Minha contribuição para 
tornar o mundo um lugar ainda pior

E outros textos sobre as incertezas humanas 


Francisco Razzo
PÁGINAS: 232
FORMATO: 14×21
ISBN: 978-65-997710-0-2
GÊNERO: Literatura brasileira: Crônicas

ONDE COMPRAR:

R$ 48,15


R$ 51,25

TERMOS E PALAVRAS-CHAVE: Liberdade, filosofia, crônicas, literatura brasileira, política, cultura, sociedade, liberdade interior, ideologia.

SINOPSE: Francisco Razzo, que já denunciou, em A imaginação totalitária (Record, 2016), os perigos de se confiar na política como esperança, agora pretende refletir sobre a inclinação humana de crer em homens extraordinários, cheios de certezas e grandes respostas salvadoras para os dramas do mundo. Em Minha contribuição para tornar o mundo um lugar ainda pior, Razzo convida o leitor para um exercício irônico de modéstia, no qual propõe a substituição de um espírito de grandiloquência, tão caro à nossa época, pela exaltação dos pequenos detalhes do cotidiano, das pequenas pretensões do dia a dia e, sobretudo, nas alegrias, por vezes angustiantes, de nossas incertezas. O fio condutor dessas crônicas é a liberdade de pensar, de rir, de debochar, de discordar do autor, a fim de inspirar o leitor a buscar sempre – e exclusivamente – a sua liberdade interior.

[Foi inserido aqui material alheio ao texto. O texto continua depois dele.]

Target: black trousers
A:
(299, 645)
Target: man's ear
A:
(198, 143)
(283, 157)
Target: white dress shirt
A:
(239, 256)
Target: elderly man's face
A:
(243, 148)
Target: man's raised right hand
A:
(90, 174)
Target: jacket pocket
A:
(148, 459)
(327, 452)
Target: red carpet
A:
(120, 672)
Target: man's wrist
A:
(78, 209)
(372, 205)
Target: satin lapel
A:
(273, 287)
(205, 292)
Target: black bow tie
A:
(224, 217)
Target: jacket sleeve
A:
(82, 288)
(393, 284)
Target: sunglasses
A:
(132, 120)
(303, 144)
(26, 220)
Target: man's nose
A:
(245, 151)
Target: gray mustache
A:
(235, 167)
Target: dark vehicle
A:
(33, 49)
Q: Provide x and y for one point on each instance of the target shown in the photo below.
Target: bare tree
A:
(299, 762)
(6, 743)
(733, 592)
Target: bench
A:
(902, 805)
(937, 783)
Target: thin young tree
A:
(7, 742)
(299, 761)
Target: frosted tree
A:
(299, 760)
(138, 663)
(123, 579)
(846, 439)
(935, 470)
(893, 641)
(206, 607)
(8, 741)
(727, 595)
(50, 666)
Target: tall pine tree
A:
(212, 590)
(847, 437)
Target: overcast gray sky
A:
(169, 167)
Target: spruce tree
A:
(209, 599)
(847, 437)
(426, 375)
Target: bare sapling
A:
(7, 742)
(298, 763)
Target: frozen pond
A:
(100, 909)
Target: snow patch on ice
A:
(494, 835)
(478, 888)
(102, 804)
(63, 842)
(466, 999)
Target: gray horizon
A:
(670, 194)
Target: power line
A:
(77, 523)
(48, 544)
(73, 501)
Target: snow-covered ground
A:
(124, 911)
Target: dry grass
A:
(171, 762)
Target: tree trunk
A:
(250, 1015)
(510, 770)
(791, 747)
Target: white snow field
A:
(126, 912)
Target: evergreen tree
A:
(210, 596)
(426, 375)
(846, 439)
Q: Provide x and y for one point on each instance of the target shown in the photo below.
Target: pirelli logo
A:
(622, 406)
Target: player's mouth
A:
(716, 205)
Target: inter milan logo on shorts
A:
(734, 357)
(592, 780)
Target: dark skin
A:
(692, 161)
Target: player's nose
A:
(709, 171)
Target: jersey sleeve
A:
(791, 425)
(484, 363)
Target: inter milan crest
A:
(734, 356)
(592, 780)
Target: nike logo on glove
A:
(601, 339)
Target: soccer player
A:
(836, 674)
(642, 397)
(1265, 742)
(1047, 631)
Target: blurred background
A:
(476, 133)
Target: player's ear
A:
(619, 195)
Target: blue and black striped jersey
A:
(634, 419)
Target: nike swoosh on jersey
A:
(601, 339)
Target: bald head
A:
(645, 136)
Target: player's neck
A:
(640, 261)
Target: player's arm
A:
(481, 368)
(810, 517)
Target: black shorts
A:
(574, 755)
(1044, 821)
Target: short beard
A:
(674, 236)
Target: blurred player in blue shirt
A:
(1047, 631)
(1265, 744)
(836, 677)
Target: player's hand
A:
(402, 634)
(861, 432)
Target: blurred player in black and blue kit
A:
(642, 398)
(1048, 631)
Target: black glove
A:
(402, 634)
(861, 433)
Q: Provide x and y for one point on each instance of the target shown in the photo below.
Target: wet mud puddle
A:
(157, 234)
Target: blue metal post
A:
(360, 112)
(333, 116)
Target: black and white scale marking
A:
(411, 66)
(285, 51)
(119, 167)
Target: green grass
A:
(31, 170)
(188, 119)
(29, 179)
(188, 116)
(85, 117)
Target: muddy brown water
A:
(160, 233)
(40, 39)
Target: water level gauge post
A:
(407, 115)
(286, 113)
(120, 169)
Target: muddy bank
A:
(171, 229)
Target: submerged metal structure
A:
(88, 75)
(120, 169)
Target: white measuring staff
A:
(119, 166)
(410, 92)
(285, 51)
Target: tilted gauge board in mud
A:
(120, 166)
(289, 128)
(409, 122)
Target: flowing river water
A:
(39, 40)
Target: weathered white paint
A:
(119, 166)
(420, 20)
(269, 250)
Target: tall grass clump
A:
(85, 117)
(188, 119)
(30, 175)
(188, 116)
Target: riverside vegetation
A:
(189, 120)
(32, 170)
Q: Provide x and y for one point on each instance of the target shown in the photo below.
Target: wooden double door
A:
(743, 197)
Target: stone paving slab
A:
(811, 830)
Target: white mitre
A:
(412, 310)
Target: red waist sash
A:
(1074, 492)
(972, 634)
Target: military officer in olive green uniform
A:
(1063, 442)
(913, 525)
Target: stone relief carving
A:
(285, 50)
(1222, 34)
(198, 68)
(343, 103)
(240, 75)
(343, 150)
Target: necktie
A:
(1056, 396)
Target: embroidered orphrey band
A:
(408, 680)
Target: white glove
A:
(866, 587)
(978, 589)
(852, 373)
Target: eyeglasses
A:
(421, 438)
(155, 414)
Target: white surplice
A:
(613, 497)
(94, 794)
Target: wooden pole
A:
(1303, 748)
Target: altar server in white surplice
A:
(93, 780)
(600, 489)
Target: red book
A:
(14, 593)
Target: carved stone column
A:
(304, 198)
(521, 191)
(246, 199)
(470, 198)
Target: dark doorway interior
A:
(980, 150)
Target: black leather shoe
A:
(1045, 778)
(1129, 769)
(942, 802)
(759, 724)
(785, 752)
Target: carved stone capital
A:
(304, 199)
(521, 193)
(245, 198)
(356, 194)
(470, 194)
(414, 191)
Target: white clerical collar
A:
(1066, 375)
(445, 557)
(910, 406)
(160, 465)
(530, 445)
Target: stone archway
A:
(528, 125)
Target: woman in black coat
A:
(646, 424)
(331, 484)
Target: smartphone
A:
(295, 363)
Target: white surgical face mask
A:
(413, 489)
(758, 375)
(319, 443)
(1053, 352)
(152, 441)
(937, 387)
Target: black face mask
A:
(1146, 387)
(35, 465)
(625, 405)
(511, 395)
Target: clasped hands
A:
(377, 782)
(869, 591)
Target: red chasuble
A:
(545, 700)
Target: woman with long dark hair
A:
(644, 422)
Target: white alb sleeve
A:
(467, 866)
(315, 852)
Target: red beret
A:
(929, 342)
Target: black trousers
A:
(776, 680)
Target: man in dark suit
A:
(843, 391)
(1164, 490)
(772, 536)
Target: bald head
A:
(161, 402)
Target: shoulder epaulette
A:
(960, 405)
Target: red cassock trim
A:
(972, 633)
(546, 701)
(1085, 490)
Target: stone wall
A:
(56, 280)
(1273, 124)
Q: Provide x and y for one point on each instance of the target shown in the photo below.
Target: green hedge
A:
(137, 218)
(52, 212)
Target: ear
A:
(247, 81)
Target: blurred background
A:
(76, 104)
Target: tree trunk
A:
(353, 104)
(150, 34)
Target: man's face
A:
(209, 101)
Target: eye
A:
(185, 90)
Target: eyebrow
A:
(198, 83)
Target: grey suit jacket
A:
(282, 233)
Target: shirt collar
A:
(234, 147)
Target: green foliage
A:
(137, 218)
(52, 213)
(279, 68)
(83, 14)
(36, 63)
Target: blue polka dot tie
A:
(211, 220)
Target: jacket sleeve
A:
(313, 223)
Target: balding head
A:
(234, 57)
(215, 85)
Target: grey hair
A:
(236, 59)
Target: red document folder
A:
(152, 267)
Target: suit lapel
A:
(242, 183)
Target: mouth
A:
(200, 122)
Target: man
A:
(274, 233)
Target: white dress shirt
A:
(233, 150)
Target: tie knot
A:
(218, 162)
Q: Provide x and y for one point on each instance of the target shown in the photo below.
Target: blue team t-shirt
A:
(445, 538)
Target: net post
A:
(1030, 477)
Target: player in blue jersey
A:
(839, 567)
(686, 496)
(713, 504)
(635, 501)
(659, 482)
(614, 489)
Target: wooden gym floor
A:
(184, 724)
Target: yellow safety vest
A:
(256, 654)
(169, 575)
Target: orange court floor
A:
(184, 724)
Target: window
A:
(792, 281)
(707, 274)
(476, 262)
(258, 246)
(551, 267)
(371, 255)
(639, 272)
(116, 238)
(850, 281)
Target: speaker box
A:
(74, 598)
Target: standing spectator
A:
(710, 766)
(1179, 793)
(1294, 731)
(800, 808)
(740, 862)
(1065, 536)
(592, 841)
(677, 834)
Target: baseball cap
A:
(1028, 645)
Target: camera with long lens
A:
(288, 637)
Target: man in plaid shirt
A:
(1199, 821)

SOBRE O AUTOR: Razzo é professor de Filosofia. Fez graduação na Faculdade de São Bento e o mestrado na PUC-SP. Se interessa pelos dilemas morais da humanidade, por filosofia política, história da arte, futebol e culinária. Escreveu os livros A Imaginação Totalitária: os perigos da política como esperança Contra o Aborto, ambos publicados pela Editora Record. Nasceu em Itapira em 1978 e gosta de jogar videogame com os filhos.

ENDOSSO: Se é possivelmente verdadeiro que, como afirma o autor, não há aqui “chaves criptografadas de leitura”, também é verdade que, antes de ser uma mal-sucedida contribuição para tornar o mundo um lugar ainda pior, o que primeiramente emerge destas páginas é uma Weltanschauung, uma visão de mundo, isto é, uma perspectiva pervasiva, um horizonte omniabrangente que precede, fundamenta e dá sentido aos casos e eventos singulares do mundo. Dessa forma, do futebol de rua como éthos civilizacional aos infortúnios do debate público, de olhares sobre a história da filosofia à reflexão sobre a experiência de educar e, principalmente, da vivência da feliz relação, como a luta incansável de Jacó, agônica com Deus, ficamos não meramente informados sobre o que pensa Francisco Razzo sobre assuntos aparentemente desconexos, mas somos levados a refletir sobre como pensamos o mundo e como, eventualmente, contribuímos nós mesmos para torná-lo um lugar pior. E não é esse o sentido real de “pensamento crítico”? E não é, também essa, a tarefa da filosofia?   
— Gabriel Ferreira, doutor em filosofia e professor da Unisinos.